Talk by Roberta Wue, University of California, Irvine
Friday, April 11, 2014
2:00 PM - 3:30 PM
10367 Bunche Hall
In nineteenth-century Shanghai, fan painting came to epitomize the prosperous city’s highly visual culture of commerce and display. Bird-and-flower subjects were a popular choice in fan format; one of the most prominent painters of the period, Ren Bonian (1840-1896), established his reputation with images of Shanghai flora and fauna in the form of both folding and screen fans. In his hands, bird-and-flower imagery took on especially urban overtones by representing the city via natural metaphors and also by using strategies that appealed to a Shanghai fascination with pleasure and play. Fashionable, decorative and much sought-after, Ren Bonian’s bird-and-flower fan paintings were mobile and especially urban paintings, functioning as personal accessories, alluring paintings, and coveted commodities for a bourgeois and merchant audience.
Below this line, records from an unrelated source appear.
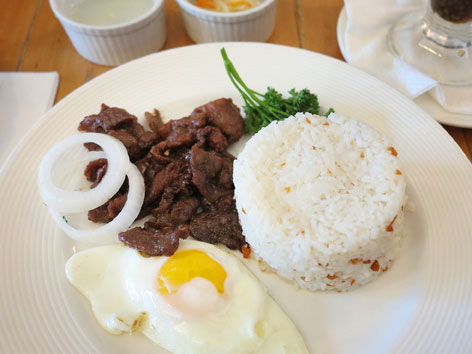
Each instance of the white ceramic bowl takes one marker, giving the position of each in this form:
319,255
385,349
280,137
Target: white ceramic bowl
256,24
115,44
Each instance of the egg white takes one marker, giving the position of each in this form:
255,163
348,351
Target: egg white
122,288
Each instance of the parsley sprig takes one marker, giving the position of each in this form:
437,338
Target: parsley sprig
261,109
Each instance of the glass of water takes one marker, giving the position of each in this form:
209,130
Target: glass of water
437,41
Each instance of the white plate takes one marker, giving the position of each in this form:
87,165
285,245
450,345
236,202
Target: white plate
425,101
422,305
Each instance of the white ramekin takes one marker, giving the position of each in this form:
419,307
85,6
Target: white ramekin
115,44
256,24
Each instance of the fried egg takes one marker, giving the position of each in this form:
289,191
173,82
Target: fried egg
200,300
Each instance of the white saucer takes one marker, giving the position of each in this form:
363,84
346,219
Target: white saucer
425,101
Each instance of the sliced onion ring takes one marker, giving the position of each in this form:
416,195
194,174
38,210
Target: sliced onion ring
108,233
80,201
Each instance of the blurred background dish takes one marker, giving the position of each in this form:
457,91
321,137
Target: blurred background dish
254,24
110,32
425,100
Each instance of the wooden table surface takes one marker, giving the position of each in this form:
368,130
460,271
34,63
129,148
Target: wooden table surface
32,39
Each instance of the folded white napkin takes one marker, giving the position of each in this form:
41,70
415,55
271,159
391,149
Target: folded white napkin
366,48
24,98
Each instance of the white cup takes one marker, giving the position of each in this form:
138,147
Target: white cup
114,44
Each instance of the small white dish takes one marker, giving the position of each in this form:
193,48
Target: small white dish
254,25
116,43
425,100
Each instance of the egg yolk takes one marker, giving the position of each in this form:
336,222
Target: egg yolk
185,265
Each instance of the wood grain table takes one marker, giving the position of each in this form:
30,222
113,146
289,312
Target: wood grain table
32,39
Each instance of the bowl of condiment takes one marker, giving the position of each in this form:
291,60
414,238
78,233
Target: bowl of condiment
112,32
228,20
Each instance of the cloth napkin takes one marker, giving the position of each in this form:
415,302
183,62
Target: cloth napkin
366,47
24,98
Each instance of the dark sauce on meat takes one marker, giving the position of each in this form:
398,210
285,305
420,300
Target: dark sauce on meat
187,174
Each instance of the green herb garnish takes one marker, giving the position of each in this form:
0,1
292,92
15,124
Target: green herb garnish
262,109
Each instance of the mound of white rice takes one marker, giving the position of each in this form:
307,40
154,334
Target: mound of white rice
321,200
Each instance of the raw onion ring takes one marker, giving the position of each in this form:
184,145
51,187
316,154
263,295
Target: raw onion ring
108,233
68,201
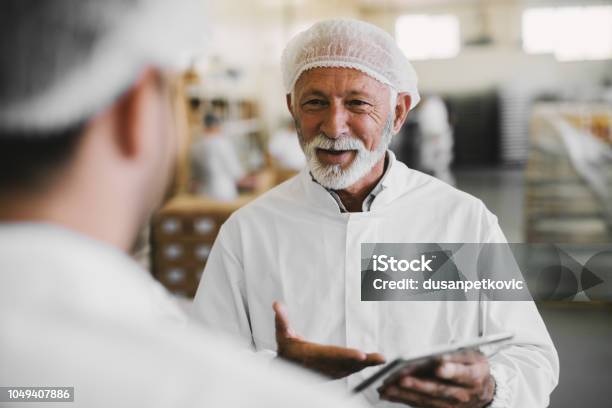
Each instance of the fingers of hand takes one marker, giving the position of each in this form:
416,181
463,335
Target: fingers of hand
472,375
375,359
335,354
397,394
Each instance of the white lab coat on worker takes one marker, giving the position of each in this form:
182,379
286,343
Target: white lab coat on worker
436,138
75,312
294,245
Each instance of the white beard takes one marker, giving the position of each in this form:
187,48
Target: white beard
333,176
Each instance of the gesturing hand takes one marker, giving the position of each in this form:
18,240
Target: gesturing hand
331,361
459,380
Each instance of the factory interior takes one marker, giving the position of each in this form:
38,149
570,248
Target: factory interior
523,116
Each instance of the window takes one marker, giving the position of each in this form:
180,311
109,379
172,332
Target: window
569,33
423,37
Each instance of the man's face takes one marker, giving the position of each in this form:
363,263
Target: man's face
344,122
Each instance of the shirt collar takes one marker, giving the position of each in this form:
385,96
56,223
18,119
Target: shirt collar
369,200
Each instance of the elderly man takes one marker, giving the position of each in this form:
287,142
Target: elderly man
349,90
86,153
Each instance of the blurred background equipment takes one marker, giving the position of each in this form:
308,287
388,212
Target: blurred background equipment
519,114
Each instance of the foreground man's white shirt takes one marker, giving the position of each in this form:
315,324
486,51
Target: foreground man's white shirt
75,312
293,245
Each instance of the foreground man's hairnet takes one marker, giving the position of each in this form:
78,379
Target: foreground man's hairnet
64,60
350,44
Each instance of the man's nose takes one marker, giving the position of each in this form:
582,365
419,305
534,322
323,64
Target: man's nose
335,123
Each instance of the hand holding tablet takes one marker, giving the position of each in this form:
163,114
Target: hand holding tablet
456,375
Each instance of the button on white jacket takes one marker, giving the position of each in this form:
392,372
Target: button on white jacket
294,245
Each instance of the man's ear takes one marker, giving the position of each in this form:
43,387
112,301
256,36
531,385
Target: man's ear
289,104
133,112
402,106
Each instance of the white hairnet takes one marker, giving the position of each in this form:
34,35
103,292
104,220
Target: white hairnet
350,44
64,60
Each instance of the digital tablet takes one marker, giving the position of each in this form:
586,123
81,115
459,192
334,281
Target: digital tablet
428,360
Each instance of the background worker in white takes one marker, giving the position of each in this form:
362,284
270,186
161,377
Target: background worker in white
82,165
300,242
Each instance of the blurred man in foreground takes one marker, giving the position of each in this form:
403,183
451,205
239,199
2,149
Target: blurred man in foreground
349,89
86,152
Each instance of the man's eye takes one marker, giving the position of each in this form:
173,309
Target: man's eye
315,102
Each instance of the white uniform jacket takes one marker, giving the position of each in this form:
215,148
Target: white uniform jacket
75,312
294,245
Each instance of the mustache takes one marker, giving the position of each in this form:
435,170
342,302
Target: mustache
344,143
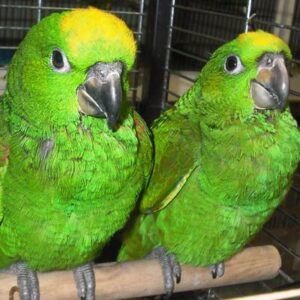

Roberta Wue is an Assistant Professor of Art History at the University of California, Irvine. She specializes in the art and visual culture of late Qing and twentieth-century China, with an interest in issues of audience and artist identities. Wue received her PhD from the Institute of Fine Arts, New York University, in 2001, and has published articles on painting, photography and advertising in nineteenth-century China.